Aaron Canipe: 2015 Lenscratch Student Prize 2nd Place Winner
There’s something about the South that creates a legacy of storytellers. Following in the tradition of the Southern literary greats, Aaron Canipe creates his poetic capture of people and place that garnered him 2nd Place in the 2015 Lenscratch Student Prize. Each of his images begins or end a story, narrated with a southern accent and seen with a certain knowing of humanity, yearning, and time passing. His attention to light, mood, and mystery all combine into a project that is more than just capturing a place; it is at once cinematic and intimate and rich in nuance and detail.
Aaron earned a BFA in photography in 2012 from the Corcoran College of Art + Design in Washington, D.C. While in D.C, he worked as a photographer and contemporary collection archivist at the United States Holocaust Memorial Museum.
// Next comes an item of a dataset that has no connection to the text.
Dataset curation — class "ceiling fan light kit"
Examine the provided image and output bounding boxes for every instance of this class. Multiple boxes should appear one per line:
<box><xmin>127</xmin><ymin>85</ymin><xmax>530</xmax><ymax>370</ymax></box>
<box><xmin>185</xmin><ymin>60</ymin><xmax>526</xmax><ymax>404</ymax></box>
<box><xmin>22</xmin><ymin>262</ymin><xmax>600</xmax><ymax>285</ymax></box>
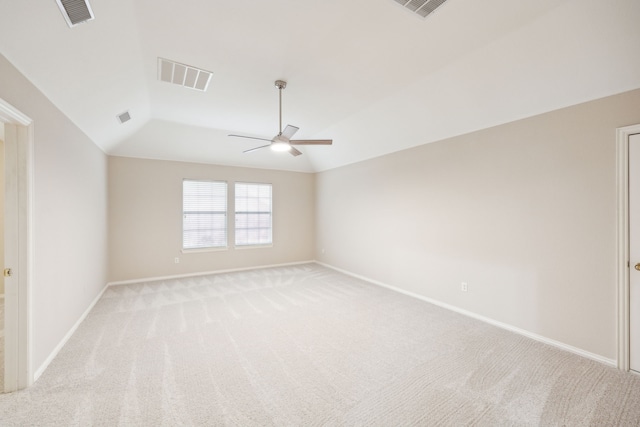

Andrew also cofounded the publishing and design imprint Empty Stretch, which focuses on curating books, zines, and exhibitions highlighting up-and- coming artists and photographers. Andrew’s work has been published in the Washington Post, the Oxford American, many independent print and web outlets and has been widely exhibited throughout the Southeast. While at Duke, Andrew has worked to process and digitize works from the William Gedney Collection. In 2015, as a part of his MFA in Experimental and Documentary Arts thesis project, he self- published a book of photographs called Plateau.
Plateau
“[The Square] was for him, in his soul’s picture, the earth’s pivot, the granite core of changelessness, the eternal place where all things came and passed, and yet abode forever and would never change.”
— Thomas Wolfe, THE LOST BOY
Plateau is an exploration of the North Carolina Piedmont, a region of the state that sits between the mountain and coastal region. It shares all the problems and joys of being in the American South. The unique topography — the many trickling creeks, rolling hills with adaptable soil and sand — became the stage for Southern imaginations to grow various crops, chiefly tobacco, industries, and lives. This series explores lives and landscapes in transition, like a plateau itself, neither in decline or progression, but a holy stasis that only photography can showcase. Plateau attempts to find the global seen in local small towns and communities of a native North Carolina son while futily hanging on to innocence as witnessed in Thomas Wolfe’s fiction.